VNXCollector – DIY EMC VNX Monitoring and Reporting

UPDATE

This tool was improved and integrated into the new tool Universal Storage Collector

 

One more tool I have created to work with storage systems EMC VNX, CLARiiON and Celerra.

VNXCollector is a tool for gathering information from EMC CLARiiON/Celerra/VNX and providing it to the Graphite.

What’s wrong with EMC VNX Monitoring and Reporting

VNX Monitoring and Reporting automatically collects block and file storage statistics along with configuration data, and stores them into a database that can be viewed from dashboards and reports.

What’s wrong:

  1. It needs a lot of resources.
    For up to 10 storage systems we need 8 CPU cores and 32 GB RAM.
  2. It’s not scalable.
    What if you need to monitor 20-30 systems? Could one VNX M&R gather data from this systems? Is it usable to have some independent VNX M&R instances?
  3. It collects mostly configuration information, but not the performance data.
    You cann’t change parameters what VNX M&R collects.
  4. You are very limited in changing its reports.
  5. Companies  already have different systems for monitoring its infrastructure.
    And they need a tool which can integrate with these systems.

So, we need a new, usable, tool. A tool without such problems.

Collecting data from EMC VNX, CLARiiON and Celerra

What can we use to gather data from EMC VNX, CLARiiON and Celerra?

The SNIA’s Storage Management Initiative (SMI) unifies the storage industry to develop and standardize interoperable storage management technologies. SMI develops the Storage Management Initiative Specification – SMI-S – the international storage management standard.

EMC offers SMI-S Provider allows a client application to retrieve information about a Symmetrix array, a CLARiiON array, and the VNX family of storage systems, as well as change the configuration of these EMC storage systems.

To  use SMI-S for VNX Block and CLARiiON we need to install EMC SMI-S Provider on a computer. VNX File and Celerra has SMI-S Provider installed by default on the Control Station.

But SMI-S from EMC provides only configuration information. It doesn’t provide performance data. So, we can’t use it.

Gathering data from VNX Block and CLARiiON

The only instrument we can use to gather data from VNX Block and CLARiiON is a naviseccli utility.

For example, to get information about SP we can use command: naviseccli -h spa getsp

cam05-getsp

Naviseccli also provide output in the XML format:

dev05-port

But it’s look like EMC programmers was drunk when they add XML output for the naviseccli. Some examples:

dev01-getall-spdev05-getall-cachecamvm-getdisk-xml2

The next problem we have with naviseccli is a different output for different firmware revisions and models’ generations.

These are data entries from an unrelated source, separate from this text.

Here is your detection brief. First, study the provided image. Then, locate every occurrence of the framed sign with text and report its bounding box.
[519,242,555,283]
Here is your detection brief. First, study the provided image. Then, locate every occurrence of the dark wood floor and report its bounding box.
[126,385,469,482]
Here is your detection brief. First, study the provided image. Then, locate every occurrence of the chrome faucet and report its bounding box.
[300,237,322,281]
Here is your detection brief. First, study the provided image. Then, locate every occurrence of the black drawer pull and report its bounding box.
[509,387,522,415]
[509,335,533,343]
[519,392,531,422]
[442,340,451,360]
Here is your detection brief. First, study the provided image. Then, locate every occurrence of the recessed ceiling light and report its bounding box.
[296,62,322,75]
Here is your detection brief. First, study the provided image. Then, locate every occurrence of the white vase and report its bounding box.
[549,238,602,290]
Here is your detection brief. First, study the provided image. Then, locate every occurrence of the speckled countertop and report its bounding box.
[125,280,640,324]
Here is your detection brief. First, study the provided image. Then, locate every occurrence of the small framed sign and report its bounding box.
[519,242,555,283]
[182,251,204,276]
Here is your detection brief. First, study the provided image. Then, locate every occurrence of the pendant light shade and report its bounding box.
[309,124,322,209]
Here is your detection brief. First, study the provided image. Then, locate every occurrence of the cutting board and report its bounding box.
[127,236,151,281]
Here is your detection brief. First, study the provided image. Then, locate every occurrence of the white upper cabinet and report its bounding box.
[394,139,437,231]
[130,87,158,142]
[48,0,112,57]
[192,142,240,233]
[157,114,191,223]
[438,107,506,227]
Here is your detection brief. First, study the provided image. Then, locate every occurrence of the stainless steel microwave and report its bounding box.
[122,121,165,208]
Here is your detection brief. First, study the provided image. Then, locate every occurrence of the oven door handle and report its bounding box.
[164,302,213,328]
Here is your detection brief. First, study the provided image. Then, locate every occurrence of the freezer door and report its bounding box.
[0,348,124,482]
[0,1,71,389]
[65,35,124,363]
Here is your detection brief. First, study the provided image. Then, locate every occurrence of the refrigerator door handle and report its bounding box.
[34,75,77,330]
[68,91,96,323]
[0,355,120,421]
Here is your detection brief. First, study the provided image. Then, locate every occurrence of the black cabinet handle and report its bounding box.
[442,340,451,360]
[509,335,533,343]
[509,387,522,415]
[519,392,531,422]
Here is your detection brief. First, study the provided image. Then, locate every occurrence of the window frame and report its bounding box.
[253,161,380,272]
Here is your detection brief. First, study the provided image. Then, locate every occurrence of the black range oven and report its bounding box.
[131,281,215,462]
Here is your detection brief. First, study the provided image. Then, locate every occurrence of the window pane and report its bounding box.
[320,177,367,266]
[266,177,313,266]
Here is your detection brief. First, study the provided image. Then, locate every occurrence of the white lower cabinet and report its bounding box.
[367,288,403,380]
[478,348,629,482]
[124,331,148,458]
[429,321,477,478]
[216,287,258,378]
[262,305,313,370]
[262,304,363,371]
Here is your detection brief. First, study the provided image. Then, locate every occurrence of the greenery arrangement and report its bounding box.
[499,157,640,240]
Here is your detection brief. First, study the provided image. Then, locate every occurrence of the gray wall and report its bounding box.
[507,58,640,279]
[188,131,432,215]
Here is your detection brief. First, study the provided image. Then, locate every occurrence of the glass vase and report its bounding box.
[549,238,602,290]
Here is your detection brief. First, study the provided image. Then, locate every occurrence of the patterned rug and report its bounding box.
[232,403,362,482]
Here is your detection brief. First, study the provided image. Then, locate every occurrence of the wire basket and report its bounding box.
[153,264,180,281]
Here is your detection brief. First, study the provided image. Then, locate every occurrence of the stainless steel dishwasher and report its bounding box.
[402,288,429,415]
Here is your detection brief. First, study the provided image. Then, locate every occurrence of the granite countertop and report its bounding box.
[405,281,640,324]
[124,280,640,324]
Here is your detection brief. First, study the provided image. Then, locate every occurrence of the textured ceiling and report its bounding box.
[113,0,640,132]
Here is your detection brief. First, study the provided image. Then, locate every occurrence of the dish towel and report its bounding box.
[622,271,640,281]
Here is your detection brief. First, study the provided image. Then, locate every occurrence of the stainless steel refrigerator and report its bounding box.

Information about cache from VNX1:

dev01-getallcache

And from VNX2:

dev11-getallcache

Information about disk, both output from VNX1 but with different firmware versions:

cam05-getdiskdev01-getdisk

To use naviseccli we need to know how to parse its output and we should consider all these features.

Gathering data from VNX File and Celerra

Gathering performance data from VNX File and Celerra is a much easy task. We can use standard command server_stats on the Control Station.

file.basicfile.nfs

It’s easy to parse it output when it’s in CSV format.

To use server_stats we need to know how to do a SSH to the Control Station.

VNXCollector

It’s time now to talk about tool I have created.

Architecture

Most companies use Graphite for monitoring infrastructure.

Graphite does two things:

  1. Store numeric time-series data
  2. Render graphs of this data on demand

Graphite does not collect data, sending data to Graphite is very simple.

Graphite consists of 3 software components:

  1. carbon – a Twisted daemon that listens for time-series data
  2. whisper – a simple database library for storing time-series data (similar in design to RRD)
  3. graphite webapp – A Django webapp that renders graphs on-demand using Cairo

Getting data into Graphite is very flexible. There are three main methods for sending data to Graphite: Plaintext, Pickle, and AMQP.

The plaintext protocol is the most straightforward protocol supported by Carbon.
The data sent must be in the following format:
<metric path> <metric value> <metric timestamp>.

Carbon will then help translate this line of text into a metric that the web interface and Whisper understand.

So, VNXCollector gather data from VNX/CLARiiON/Celerra and provide it to a carbon in its plaintext protocol.

But that are not all parts of the puzzle. For better visual output I prefer to use Grafana.
Grafana is most commonly used for visualizing time series data for Internet infrastructure and application analytics but many use it in other domains including industrial sensors, home automation, weather, and process control.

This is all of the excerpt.